Ainsi l'appel à des investisseurs extérieurs et variés pour éviter des situations d'oligopole et de clientélisme est nécessaire à deux titres. En effet, elle va permettre d'une part une allocation optimale de ressources; d'autre part dans l'état actuel des marges de manoeuvres limitées des Etats africains sur les marchés financiers, ces entreprises peuvent permettre des transferts d'expérience (technique,...), de savoir-faire (qualification,...), de connaissances, mais aussi de devises (nécessaires à une relance économique dans la région). Ces facteurs de développement endogène (sans doute parfois générateurs d'externalités) ont jusqu'ici été négligés dans les stratégies de désengagement de l'Etat en Afrique, en particulier en Afrique francophone. L'argument selon lequel, il est nécessaire de maintenir les entreprises dites "stratégiques" dans le giron de la gestion publique peut laisser perplexe : d'une part quand on connaît la réalité et la signification actuelles du mot "indépendance" dans la sous-Région; d'autre part, rien n'interdit à l'Etat en question de garder l'oeil sur ces entreprises en limitant sa participation à une minorité de blocage ou de contrôle.
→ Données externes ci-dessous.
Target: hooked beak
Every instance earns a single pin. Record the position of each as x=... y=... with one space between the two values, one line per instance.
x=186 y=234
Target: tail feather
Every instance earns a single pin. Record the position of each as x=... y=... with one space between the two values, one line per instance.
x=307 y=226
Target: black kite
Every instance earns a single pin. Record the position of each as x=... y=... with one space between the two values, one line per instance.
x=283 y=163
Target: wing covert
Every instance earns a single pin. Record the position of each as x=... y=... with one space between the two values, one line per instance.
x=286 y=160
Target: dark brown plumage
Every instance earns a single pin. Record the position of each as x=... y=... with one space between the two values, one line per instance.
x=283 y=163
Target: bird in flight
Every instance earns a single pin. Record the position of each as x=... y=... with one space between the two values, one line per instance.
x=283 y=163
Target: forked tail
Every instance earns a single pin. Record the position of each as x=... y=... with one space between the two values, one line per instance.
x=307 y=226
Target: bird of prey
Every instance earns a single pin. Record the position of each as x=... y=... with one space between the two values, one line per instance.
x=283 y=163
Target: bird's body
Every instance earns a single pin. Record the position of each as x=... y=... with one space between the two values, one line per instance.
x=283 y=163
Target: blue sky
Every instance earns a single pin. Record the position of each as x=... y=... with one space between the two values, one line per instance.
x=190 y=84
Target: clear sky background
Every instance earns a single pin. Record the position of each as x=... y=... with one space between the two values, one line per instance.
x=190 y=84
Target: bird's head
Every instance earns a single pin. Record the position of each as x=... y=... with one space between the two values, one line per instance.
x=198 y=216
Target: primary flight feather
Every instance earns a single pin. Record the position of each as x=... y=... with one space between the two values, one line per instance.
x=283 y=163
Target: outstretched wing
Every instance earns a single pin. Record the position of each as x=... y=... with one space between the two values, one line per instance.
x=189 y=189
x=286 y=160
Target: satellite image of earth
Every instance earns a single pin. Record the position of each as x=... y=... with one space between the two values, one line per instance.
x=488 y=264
En outre, si les modalités de privatisations peuvent être améliorées, dans un contexte économique où notamment le commerce extérieur - nerf de la guerre en la matière - ne repose plus exclusivement sur l'avantage comparatif. Il serait suicidaire pour les Etats africains de se contenter de livrer l'appareil de production au privé. Ce serait simplifier la réalité économique que de lier systématiquement l'efficacité économique et la concurrence à la structure du capital, comme pendant la période post-coloniale de l'hymne à la nationalisation. La concurrence et l 'efficacité économique dépendent en fait de la liberté de prix et de la structure du marché. Outre les nécessaires réformes de l'Etat, tout au moins des institutions (notamment juridique : garant du respect des règles de la concurrence), l'Etat doit accompagner et soutenir avec ses faibles moyens le développement du secteur privé, les investissements lourds, les progrès techniques, la formation. L'échec de la Grande-Bretagne et des Etats-Unis dans ces domaines doit faire réfléchir, par rapport au Japon et à l'Allemagne. Il revient à l'Etat d'organiser efficacement des espaces de sociabilité, de responsabilité et de l'effort, pour le relayer dans les domaines où ses faiblesses ont été patentes ces trente dernières années. L'entreprise privée ne pourrait pas être la seule à occuper ces espaces; elle doit avoir comme appoints des structures coopératives, associatives, ... Il faut se souvenir que l'orthodoxie du non-Etat ou de l'Etat minimal n'est qu'une vue de l'esprit que les économies développées n'ont même pas daigné s'auto-appliquer.